The gain from PEP-MEK (compared to generic PEP-MK) highlights that domain-specific emotional knowledge (categories, intensity, causal cues) is critical for mitigating perception hallucinations.

Highlights & Insights

  • Conceptual Clarity: The paper defines emotion hallucinations through a seven-category taxonomy, enabling diagnostic analysis rather than just reporting error rates.
  • Robustness of Paired QA: The binary pair-level accuracy is a pragmatic protocol that effectively penalizes linguistic biases (e.g., "YES" bias).
  • Specialized Models vs. Hallucinations: Emotion-LLaMA shows high basic capability but poor hallucination resistance, suggesting that emotion-specific fine-tuning might inadvertently increase the model's tendency to agree with any emotional description.
  • Structural Bottlenecks: Performance declines as complexity increases: Knowledge > Text > Image > Audio > Video. Video and audio are particularly challenging as they require temporal and prosodic integration.

Limitations & Future Work

  • Subjectivity: While cross-review was used, emotion understanding is inherently subjective; eliminating all annotator variance remains difficult.
  • Language and Culture: The benchmark is currently English-centric. Display rules and emotional vocabulary vary significantly across cultures.
  • Binary Format: Real-world hallucinations occur in open-ended generations. Future work could explore structured open-ended annotations to pinpoint hallucinations in reasoning paths.
  • Inference Cost: PEP-MEK increases latency and token count, which may be a trade-off for safety-critical applications.

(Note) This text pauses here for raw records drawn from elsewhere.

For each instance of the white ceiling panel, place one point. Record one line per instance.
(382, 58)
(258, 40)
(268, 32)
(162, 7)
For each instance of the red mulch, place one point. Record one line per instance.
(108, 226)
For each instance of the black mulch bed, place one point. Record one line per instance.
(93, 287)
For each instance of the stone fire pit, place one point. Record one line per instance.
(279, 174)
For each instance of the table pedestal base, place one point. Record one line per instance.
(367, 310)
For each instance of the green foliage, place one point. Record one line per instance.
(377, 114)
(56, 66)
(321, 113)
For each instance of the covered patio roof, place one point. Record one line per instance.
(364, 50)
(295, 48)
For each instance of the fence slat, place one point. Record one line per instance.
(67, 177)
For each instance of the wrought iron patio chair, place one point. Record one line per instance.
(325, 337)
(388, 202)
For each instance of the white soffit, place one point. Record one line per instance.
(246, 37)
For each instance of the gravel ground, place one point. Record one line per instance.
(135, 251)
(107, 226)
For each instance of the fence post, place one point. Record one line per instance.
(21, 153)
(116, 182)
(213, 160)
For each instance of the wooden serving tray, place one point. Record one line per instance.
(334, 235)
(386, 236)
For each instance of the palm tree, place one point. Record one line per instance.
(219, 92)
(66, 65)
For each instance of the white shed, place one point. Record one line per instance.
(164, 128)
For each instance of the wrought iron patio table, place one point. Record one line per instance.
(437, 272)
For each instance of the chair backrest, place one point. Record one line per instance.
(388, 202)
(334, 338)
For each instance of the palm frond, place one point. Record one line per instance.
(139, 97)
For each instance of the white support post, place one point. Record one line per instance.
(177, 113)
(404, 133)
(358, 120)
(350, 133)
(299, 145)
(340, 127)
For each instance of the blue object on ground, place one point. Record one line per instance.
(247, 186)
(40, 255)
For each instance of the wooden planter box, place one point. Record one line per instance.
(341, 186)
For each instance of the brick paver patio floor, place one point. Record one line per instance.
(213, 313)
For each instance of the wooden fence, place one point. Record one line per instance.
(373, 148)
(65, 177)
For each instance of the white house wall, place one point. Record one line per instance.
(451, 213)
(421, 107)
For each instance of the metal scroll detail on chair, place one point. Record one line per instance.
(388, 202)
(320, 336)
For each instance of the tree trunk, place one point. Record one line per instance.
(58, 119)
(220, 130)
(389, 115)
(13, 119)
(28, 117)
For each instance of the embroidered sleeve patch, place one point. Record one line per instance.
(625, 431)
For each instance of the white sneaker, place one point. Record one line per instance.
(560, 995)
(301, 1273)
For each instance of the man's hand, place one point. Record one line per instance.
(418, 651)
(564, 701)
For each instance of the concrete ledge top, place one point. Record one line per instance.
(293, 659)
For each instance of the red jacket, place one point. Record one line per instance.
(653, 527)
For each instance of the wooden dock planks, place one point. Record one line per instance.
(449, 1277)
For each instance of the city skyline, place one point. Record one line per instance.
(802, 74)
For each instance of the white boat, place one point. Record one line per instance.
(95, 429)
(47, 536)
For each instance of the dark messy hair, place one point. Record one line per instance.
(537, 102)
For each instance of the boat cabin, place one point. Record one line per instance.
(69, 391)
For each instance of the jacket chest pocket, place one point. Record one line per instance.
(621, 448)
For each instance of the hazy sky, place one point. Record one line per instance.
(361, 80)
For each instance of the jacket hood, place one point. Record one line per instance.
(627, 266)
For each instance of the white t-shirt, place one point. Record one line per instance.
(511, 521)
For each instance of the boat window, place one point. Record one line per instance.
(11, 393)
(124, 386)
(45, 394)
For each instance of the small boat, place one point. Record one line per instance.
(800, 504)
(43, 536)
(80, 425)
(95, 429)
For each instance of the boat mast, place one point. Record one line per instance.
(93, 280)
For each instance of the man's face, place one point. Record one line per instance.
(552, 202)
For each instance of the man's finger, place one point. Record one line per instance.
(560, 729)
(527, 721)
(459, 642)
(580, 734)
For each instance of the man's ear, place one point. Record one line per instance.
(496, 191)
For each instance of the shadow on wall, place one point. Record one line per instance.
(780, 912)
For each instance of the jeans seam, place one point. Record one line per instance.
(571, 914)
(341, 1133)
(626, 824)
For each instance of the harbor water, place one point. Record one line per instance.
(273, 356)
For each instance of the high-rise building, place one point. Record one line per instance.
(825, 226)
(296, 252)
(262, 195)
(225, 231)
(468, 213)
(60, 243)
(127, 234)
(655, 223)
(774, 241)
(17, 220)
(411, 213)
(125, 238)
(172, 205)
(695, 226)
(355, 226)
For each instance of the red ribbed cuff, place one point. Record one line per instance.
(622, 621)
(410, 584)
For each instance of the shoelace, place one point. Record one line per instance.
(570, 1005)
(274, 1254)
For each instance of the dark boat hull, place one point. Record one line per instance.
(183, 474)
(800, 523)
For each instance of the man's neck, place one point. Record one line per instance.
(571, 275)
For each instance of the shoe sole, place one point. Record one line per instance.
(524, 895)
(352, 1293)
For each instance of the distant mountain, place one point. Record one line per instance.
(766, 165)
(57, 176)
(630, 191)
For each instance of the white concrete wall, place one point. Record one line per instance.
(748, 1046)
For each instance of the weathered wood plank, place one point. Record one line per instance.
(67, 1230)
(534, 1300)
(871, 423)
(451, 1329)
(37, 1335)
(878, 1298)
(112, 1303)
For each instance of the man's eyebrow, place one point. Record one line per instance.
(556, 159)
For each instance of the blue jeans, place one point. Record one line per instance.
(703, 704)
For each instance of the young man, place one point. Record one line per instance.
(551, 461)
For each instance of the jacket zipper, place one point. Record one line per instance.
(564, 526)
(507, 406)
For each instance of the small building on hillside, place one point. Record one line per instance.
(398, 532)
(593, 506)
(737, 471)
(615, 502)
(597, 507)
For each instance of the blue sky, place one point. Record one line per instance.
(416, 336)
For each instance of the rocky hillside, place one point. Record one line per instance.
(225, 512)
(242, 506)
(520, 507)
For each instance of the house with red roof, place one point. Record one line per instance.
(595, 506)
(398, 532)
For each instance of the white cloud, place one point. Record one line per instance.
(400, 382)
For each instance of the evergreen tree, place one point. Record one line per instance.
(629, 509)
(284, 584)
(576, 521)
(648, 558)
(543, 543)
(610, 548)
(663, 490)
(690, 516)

Compared to general benchmarks (like POPE or AMBER) that check for object consistency, EmotionHallucer examines the fidelity of emotional reasoning. It shifts the focus from "what is there" to "what it means emotionally." The success of PEP-MEK suggests that for high-level semantic tasks, extracting an "evidence slot" before concluding is more effective than generic Chain-of-Thought (CoT).

Rating

  • Novelty: ⭐⭐⭐⭐☆ First dedicated benchmark for MLLM emotion hallucination; strong taxonomy.
  • Experimental Thoroughness: ⭐⭐⭐⭐☆ Broad range of models and modalities; includes inference-time mitigation.
  • Writing Quality: ⭐⭐⭐⭐☆ Clear structure and rigorous definitions.
  • Value: ⭐⭐⭐⭐⭐ Essential for social intelligence and reliable human-AI interaction.